The Middle East’s banking sector is a highly complex organism which has grown, salmon leap fashion, to answer the rocketing demands posed by inward investment and large-scale regional development – it is a system fine-tuned to accommodate growth but fraught with conundrums and pitfalls for the unwary.

It would be difficult to imagine a more sophisticated business banking environment than Lebanon in one sense, but at the same time the USA has been lobbying hard for the country to invest in new restraints designed to further curb the threat of terrorism and money laundering.

Regional banking organisations argue the sector demonstrates a sound record of compliance with international rules, stressing that its efficiency is underpinned be a willingness to accept the supremacy of international resolutions.

The devil is in the detail, of course, and banks in Lebanon admit that no system is completely immune to infiltration, but there is no doubt the management systems which have evolved from one of the oldest continuously developed banking cultures in the world are firmly geared to one over-riding goal – to keep Beirut in its pole position as Mid-East financial super-hub, one with a major role to play regionally and across the world.

There’s a pzazz about this deeply ancient business finance tradition which is best summed up by the recent innovation from Byblos Bank (one of Lebanon’s top three) and digital security combine Gemalto. They teamed up to launch the Middle East’s first bio-sourced cash card, clearly indicating that the days of plastic are numbered.

Rather than just some flashy green gimmick, the move is designed to flag up in the most obvious way the importance renewables and conservation have in every single detail of bank management, since that is where gigantic levels of investment will be made in the future.

Holders of the new cards will be offered incentives such as air miles or travel points under the bank’s loyalty programme, as a simple reward mechanism for engaging the customer in the whole concept of “green” in the most rudimentary way.

The bank’s official explanation is that the card underlines Byblos’ strategic vision in evaluating and managing the environmental impact of every policy initiative it takes – and this policy will emphatically permeate every root and branch of the system.

Rather than being dyed in the wool, it seems, the biggest legacy of the sector’s long-established and complex traditions is a built-in propensity to develop new and profitable avenues for future growth – it has never been a climate in which successful banks have been content (or indeed able) to rest on their laurels.
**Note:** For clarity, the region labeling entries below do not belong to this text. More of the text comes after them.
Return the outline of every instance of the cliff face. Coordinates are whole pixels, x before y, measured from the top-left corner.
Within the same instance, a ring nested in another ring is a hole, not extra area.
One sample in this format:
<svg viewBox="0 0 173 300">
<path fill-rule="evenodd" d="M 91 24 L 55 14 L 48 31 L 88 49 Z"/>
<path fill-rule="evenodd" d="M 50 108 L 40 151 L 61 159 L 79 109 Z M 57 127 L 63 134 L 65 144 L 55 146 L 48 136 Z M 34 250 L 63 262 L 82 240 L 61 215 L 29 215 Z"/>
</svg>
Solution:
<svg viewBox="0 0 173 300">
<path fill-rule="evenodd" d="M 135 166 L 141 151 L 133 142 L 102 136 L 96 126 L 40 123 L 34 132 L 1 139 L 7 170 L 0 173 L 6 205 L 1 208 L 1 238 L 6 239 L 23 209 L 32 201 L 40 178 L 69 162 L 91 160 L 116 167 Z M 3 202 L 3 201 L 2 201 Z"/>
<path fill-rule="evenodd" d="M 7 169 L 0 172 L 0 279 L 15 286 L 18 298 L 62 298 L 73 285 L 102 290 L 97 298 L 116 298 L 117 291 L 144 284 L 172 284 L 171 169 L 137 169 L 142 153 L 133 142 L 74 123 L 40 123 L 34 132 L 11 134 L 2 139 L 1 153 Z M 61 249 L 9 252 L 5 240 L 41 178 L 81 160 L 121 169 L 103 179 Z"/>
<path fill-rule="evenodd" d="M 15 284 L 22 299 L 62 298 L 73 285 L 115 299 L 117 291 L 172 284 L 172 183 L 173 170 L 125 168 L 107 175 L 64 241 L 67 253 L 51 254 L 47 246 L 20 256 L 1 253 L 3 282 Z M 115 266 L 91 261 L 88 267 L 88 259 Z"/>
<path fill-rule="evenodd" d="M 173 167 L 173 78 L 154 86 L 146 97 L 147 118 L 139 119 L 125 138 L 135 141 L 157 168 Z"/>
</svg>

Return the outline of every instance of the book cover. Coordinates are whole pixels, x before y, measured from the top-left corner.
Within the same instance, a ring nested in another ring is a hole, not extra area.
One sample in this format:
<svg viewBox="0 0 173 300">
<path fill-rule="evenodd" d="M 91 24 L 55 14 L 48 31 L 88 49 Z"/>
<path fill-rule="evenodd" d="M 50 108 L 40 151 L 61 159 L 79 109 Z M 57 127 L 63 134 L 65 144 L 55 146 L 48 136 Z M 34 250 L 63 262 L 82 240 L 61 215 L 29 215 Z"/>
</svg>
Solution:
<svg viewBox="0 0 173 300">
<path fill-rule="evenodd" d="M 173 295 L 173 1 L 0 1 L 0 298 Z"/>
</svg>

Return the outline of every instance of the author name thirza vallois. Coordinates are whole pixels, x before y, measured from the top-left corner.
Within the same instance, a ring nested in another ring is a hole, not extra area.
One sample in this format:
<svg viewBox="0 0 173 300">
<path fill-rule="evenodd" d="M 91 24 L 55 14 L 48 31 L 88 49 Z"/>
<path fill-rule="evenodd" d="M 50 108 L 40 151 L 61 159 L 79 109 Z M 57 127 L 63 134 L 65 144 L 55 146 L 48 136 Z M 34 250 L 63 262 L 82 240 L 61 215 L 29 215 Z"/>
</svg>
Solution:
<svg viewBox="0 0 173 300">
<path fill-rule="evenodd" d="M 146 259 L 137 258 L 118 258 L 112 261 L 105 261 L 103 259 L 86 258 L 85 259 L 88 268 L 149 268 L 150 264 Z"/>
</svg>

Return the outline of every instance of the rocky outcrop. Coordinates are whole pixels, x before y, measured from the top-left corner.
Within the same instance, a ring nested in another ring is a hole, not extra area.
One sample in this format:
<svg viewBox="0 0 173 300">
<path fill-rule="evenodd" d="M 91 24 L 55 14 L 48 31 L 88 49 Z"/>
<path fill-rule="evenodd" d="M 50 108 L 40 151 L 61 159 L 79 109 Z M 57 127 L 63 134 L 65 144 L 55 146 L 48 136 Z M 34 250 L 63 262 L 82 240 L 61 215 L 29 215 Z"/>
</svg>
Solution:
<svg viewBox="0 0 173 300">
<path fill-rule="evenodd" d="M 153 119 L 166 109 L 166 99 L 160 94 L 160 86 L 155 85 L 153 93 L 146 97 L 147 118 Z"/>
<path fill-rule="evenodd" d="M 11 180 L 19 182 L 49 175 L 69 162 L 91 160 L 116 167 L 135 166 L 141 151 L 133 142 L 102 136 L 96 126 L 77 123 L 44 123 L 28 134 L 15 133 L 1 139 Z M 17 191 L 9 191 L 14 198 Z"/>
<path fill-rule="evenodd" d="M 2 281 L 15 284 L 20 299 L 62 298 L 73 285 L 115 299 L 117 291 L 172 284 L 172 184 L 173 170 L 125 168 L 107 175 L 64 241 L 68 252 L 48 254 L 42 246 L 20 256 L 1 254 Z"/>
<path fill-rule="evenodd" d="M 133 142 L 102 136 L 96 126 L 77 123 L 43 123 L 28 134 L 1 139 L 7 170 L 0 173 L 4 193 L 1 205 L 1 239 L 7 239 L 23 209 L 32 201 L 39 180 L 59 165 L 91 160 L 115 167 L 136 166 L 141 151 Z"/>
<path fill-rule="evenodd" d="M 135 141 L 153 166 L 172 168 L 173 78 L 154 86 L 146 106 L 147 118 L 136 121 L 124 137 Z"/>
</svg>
Read the manifest for a major Lebanese banking player these days and you will immediately be confronted with a list of “must-haves” apparently thoroughly covered – for example advanced security, flexibility, good interest rates.

While this manifest continues to stack up from the customer’s point of view the system will continue to grow, in turn underpinning further growth.

It is an environment in which the banks are implicitly geared for expansion, and one whose obvious awareness of the volatile conditions in the wider region has led to the counter-measures judged to be best calculated to keep any threat to further development at bay.

This month the country’s caretaker Prime Minister told the Union of Arab Bank officials that the banking sector in Lebanon continued to enjoy steady growth in spite of “lingering political crises” – while noting the decline of tourism, flat growth in exports, and a slump in Arab investment.

The key to future growth and robust financial security is seen as a greater willingness by the wider apparatus of the Arab banking work to pool resources, reducing the need for international funding for what ought to be locally-managed development plans.

The dangers posed by the mercurial political situation are obvious, but at the same time the country is committed to a policy of non-interference in other countries’ affairs – and in the current climate it may prove crucial to the economy’s future health for this to be seen to be true.

A system with less international connectivity or resilience would surely buckle under the strain, but the Lebanon has always been a thriving financial centre – right back to the days of booming trade in ancient Tyre – and in the past has proved more than capable of riding out the most threatening storm.

Recent positive news about the sector, and despite the unpromising trading conditions, suggest it may be little different this time around.